Thing is... in terms of actual damage output and versatility... there are better weapon options. I've been tooling around and there are some DEFINITE overlooked options.
The first is the simple magic uchigatana. With the Carian Grandeur AoW on it, it is absolutely superior to MV AoW. It's not quite as fast, but has far more range, does yuuuuuuuge magic damage AND poise damage, and charges through 3 stages. Stage 1 is already massive. Stage 3 is nuclear. With the sorcery options you have for breaking poise, you can utterly decimate bosses with a fully charged carian grandeur swat. It even does increased damage when poise is broken. Like... imagine stacking the damage of 2-3 crits with one AoW move. Thousands of points in damage in one fell swoop - knock off almost half of a colossal boss's bar in one attack. It's honestly absurd how good it actually is. All that you have to do is break bosses' poise with your sorceries and then issue sweet, vertical justice upon them with a giant magic bonk. Get it before reaching Margit, drop him with the shackle, and watch more than half of his HP vanish from just one charged Carian Granduer. It's shockingly good.

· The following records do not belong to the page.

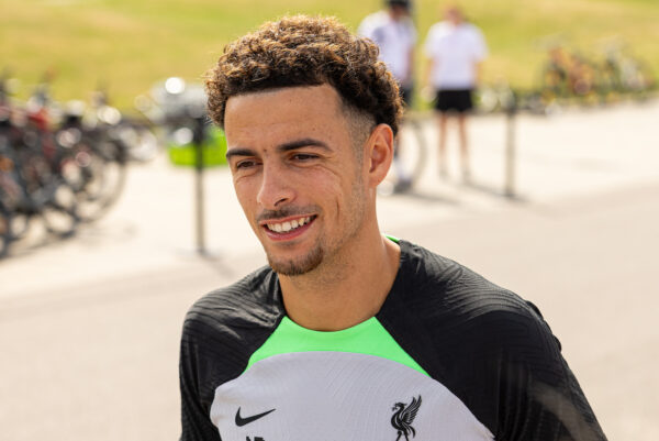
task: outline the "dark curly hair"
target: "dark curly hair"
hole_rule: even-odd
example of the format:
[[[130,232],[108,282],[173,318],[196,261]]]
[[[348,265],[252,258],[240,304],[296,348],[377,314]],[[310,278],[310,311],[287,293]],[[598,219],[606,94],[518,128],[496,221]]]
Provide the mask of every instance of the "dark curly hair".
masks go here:
[[[395,135],[402,100],[378,47],[334,18],[294,15],[267,22],[224,47],[208,71],[211,119],[224,126],[228,98],[294,86],[333,86],[350,110],[389,124]]]

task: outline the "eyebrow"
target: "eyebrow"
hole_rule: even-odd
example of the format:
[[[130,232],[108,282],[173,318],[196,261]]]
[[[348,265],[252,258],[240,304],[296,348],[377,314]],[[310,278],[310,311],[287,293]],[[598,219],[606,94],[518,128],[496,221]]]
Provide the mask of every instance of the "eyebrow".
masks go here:
[[[323,150],[330,151],[330,146],[321,141],[315,140],[313,137],[303,137],[301,140],[290,141],[277,146],[277,151],[279,152],[289,152],[291,150],[300,148],[300,147],[321,147]],[[233,156],[256,156],[256,152],[252,148],[231,148],[226,152],[226,159],[232,158]]]

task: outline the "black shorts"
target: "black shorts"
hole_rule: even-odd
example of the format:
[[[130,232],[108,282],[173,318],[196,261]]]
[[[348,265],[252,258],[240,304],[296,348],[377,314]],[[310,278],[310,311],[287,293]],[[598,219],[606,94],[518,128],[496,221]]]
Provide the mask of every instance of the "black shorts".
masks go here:
[[[438,90],[433,107],[439,112],[465,113],[473,109],[472,89]]]

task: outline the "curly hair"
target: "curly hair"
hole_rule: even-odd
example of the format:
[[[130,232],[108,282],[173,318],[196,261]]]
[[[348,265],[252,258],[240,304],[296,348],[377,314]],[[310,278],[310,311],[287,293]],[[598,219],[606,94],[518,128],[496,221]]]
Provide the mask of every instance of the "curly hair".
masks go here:
[[[328,84],[344,104],[389,124],[395,135],[402,100],[395,79],[370,40],[350,32],[334,18],[294,15],[264,23],[224,47],[206,73],[211,119],[224,126],[228,98],[294,86]]]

Geez... strategically you can put say, Loretta's Slash on a scythe - it comes off quick with a lot of poise damage while providing iframes that keep you safe in the fray. You could chain it to the end of poise-breaker spells like rock sling, gavel of haima, greatblade phalanx, etc and literally smash the poise of just about any combatant in the game before they can get anything off. Like... you can cancel 2nd form transformation sequences. You can just keep chaining the poise breakers and keep high level bosses neutralized for the majority of fights. Tuck a second magic scythe in the staff hand and you can swap to proc bleed and alternate between dishing out disgusting magic attacks that continually break the poise of even the heaviest enemies, and shredding them down to bleeding piles while they lay helpless.
I mean, compare these possibilities with something like the Darkmoon Greatsword. That thing is cool and powerful, but I do think with the somewhat slowed greatsword attack speed, frost buildup instead of bleed, average poise damage, and basic projectile AoW (don't get me wrong, I see the damage and speed,) it's kinda... pedestrian. There's nothing special about it. It's just good, cool, and strong. Actually fighting with it all of the time just gets boring.

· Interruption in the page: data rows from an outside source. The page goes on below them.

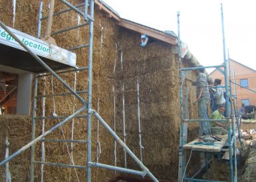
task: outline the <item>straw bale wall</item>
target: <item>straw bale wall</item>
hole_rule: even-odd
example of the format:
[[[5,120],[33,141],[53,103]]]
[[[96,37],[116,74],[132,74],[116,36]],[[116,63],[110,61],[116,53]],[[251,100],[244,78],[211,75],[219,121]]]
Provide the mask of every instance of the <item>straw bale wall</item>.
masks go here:
[[[17,0],[16,21],[14,28],[33,36],[37,34],[39,0]],[[74,4],[77,1],[70,1]],[[47,15],[49,1],[44,1],[43,13]],[[55,11],[66,7],[59,1],[55,3]],[[0,19],[7,25],[13,26],[11,1],[0,0]],[[5,5],[4,6],[3,5]],[[124,85],[125,114],[126,124],[126,143],[132,151],[140,156],[138,129],[138,103],[136,81],[140,83],[140,116],[142,131],[143,162],[156,176],[165,180],[176,180],[178,177],[178,150],[180,135],[180,94],[178,79],[178,64],[177,55],[172,53],[171,46],[160,41],[154,40],[146,48],[140,46],[140,34],[117,26],[114,22],[104,16],[102,12],[95,10],[93,54],[93,85],[92,108],[99,111],[100,114],[113,128],[114,95],[116,97],[116,118],[117,134],[122,136],[122,84]],[[81,21],[81,23],[82,21]],[[47,21],[42,24],[42,35],[46,29]],[[53,31],[74,26],[77,24],[77,15],[72,11],[63,14],[53,19]],[[80,44],[88,43],[88,27],[83,27],[54,36],[57,45],[68,48]],[[102,37],[102,42],[101,39]],[[153,41],[153,42],[154,42]],[[120,52],[123,52],[123,69],[120,62]],[[77,55],[76,63],[80,67],[87,66],[88,49],[83,48],[74,52]],[[184,66],[190,66],[188,64]],[[76,90],[87,89],[87,71],[76,73]],[[74,86],[74,73],[61,75],[62,78],[72,87]],[[195,79],[194,71],[188,77]],[[53,78],[54,93],[68,91],[61,83]],[[112,88],[114,88],[114,92]],[[190,87],[190,85],[189,85]],[[52,93],[51,78],[39,80],[38,95]],[[86,95],[81,95],[86,100]],[[193,105],[195,99],[195,89],[190,89],[189,97],[190,116],[195,118],[196,106]],[[98,101],[99,107],[98,108]],[[42,114],[42,100],[38,99],[38,116]],[[82,107],[79,101],[73,97],[55,97],[55,113],[58,116],[70,115]],[[45,115],[51,116],[54,113],[53,99],[46,99]],[[82,114],[86,114],[83,112]],[[3,117],[0,124],[5,130],[9,132],[11,141],[11,153],[19,148],[31,140],[31,119],[21,116]],[[45,120],[45,130],[58,123],[59,120]],[[7,123],[7,128],[3,126]],[[92,117],[92,158],[96,161],[96,120]],[[190,124],[189,140],[197,134],[197,125]],[[19,128],[16,128],[18,127]],[[42,120],[37,122],[36,135],[42,133]],[[2,128],[2,127],[1,128]],[[21,128],[26,130],[21,130]],[[17,132],[15,130],[18,130]],[[63,130],[63,132],[62,131]],[[86,119],[74,120],[74,140],[86,140]],[[11,133],[13,133],[11,134]],[[71,137],[71,121],[59,128],[46,138],[66,139]],[[3,141],[6,134],[1,132],[1,152],[4,152]],[[114,165],[114,140],[102,126],[99,127],[99,141],[102,154],[98,161]],[[45,143],[46,161],[70,163],[70,156],[66,144]],[[36,145],[35,159],[41,160],[41,143]],[[10,164],[13,181],[27,181],[29,177],[30,151],[27,150],[22,158],[18,157]],[[118,166],[124,167],[124,150],[118,145]],[[76,165],[86,165],[86,148],[84,144],[74,145],[74,162]],[[1,155],[1,159],[3,156]],[[128,157],[128,167],[138,169],[138,165]],[[1,179],[4,177],[4,169],[1,169]],[[16,171],[15,171],[16,170]],[[21,171],[17,173],[17,171]],[[15,172],[16,171],[16,172]],[[86,181],[86,171],[76,169],[80,181]],[[53,167],[45,165],[44,179],[45,181],[77,181],[74,169]],[[92,169],[92,181],[106,181],[116,175],[114,171]],[[39,165],[35,165],[36,181],[40,181],[41,171]],[[1,180],[2,181],[2,180]]]
[[[122,95],[125,100],[126,143],[140,156],[138,136],[137,77],[140,84],[140,119],[143,162],[157,177],[175,180],[178,173],[178,151],[180,140],[180,92],[177,56],[171,46],[160,41],[140,46],[140,34],[122,28],[120,45],[123,54],[123,66],[118,63],[115,72],[117,97],[117,127],[122,135]],[[195,79],[194,72],[189,77]],[[124,85],[124,92],[122,85]],[[195,89],[190,94],[190,116],[197,113]],[[196,125],[190,128],[190,136],[195,136]],[[119,150],[124,164],[124,152]],[[128,167],[138,169],[128,158]]]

The one that really intrigues me is the Wing of Astel. I think that it might be majorly underrated with its AoW, Nebula, which casts a wide-reaching gravity blast. This is great because it amounts to pretty big AND wide (like ~180 degrees in front of you) physical damage that scales from INT. If your only damage stat is INT like me, you run into trouble facing enemies with high magic resistance, which this AoW shreds. It also deals nasty poise damage. And then, IN ADDITION to all of this, you get ANOTHER unique attack in the charged R2. It's a ranged magic projectile attack that's actually strong, can fire in succession, and costs no FP. And then it is a curved sword, so it has a great moveset, including that little charged-attack-cancel-roll. So all in all, it actually seems quite good as an evasive/defensive weapon to go with offensive spells.

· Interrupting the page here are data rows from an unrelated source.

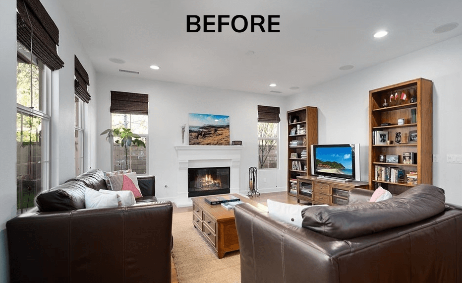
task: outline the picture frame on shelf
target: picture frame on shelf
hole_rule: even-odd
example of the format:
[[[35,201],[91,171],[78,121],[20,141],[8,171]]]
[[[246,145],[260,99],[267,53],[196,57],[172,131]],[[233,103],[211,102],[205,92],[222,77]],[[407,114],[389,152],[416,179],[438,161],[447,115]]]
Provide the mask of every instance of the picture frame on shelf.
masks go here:
[[[385,131],[377,131],[376,133],[375,144],[386,144],[388,141],[388,132]]]
[[[399,156],[396,154],[387,154],[385,162],[387,163],[397,163],[399,159]]]
[[[417,142],[417,130],[414,130],[409,131],[409,135],[407,138],[407,143],[412,143]]]
[[[403,163],[405,164],[417,164],[417,153],[416,152],[403,152]]]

The main downside is that its plain attack damage isn't the best. But late game, who cares? I have plenty of FP. At least regular attacks hit for 20% more damage on gravity types - handy for more than one late boss. It doesn't need to be the best possible pure melee weapon, though - just serviceable for the weaklings. There are better class options than pure INT for melee. And yet, many of them can't quite break poise like your litany of INT-scaled sorceries can. I can only imagine a sorcerer would want to have many ways to neutralize threats and control the battlefield in order to make time/space to cast heavy-hitting spells. Like, ultimately I wanna melt you with Comet Azur, Meteorite of Astel, Stars of Ruin, what have you. Might even go for Carian Piercer... which I tend to think is also underrated AF with scaling, nearly 3x multiplier on my Carian Regal Scepter, which has ~350 scaling at 80 INT... do the math on that damage, it's also pretty nice for smashing poise, though the attack itself is slow to set up.
The melee weapon will always pale in comparison to what those do for an INT character - so for me, choice of melee weapon isn't about the plain melee attacks, but strategies that type of weapon affords. What is a sorcerer's worst enemy if not a fast-dodging, distance-closing, swift-attacking foe? And what does the sorcerer most need to deal with that? Surely not a big enough sword to bludgeon them with... but rather an effective way to stymie their speed and reactivity. Wing of Astel does that very well, as the half-circle wave of gravity goo it shoots out hits continually on contact and staggers, giving you time to start either chaining poise-breaking AOE like the gavel of haima or just hitting them with a strong carian sorcery all charged up... or back up and pop a strong ranged sorcery the moment the AoW beam begins traveling out. Dang, hold onto the magic uchi and switch to that to bring out the Grandeur.
I mean, it kinda just puts everything in front of you in the mire of a gravity magic torrent. Gets you out of trouble when enemies overwhelm you and you don't have an AoE sorcery active right in that moment, probably kill half of weaker mobs as you roll back. With so many ways to get out of the fray, break flow, and dish out nasty damage, there's no reason to stay there swinging a sword around and getting poked in your squishy mage parts. Better to have a sword geared towards controlling the battle than one who's main virtue is in the AR it produces. Scale vigor to no more than 40 and invest points in mind to always be using your magic abilities.
Thinkin bout that Wing of Astel. Might give it a shot. I think it's going to be quite advantageous paired with the right spells and talismans. As far as 'special' (locked AoW) magic weapons go, it might just be a sleeper top-tier option for a spellsword leaning more towards spells.
I mean, I'm approaching level 150, and have capped INT, so I can even add DEX as a secondary to speed up casting abit and make up for the melee damage loss. I think it's gonna be my best bet against bosses like Maliketh or Melania.
Also been rethinking my spells. For the most part, the standard glintstone/blade sorceries more than suffice. Hell, 90% of the time, the humble rock sling is kinda the meta, if there could be such a thing for PvE. Truth be told, there are a lot of options for late game. Even spells that seam weak for most of the game become clutch as fuck when you have 80 INT and an appropriate staff. The snowfield opens up some good stuff, too. I've never messed with spells before this build, so I'll have to read up and play around abit. One spell that is REALLY kinda shocking me is Crystal Barrage. It's a press/hold style glintstone projectile beam, like a tiny glintstone version of Comet Azur. The damage is unsuspecting when you first buy it from Sellen for a meager 1500 runes, but late game it quickly stacks damage AND staggers on each little peck. It is actually more useful than Comet Azur, and respectably strong for the low FP cost.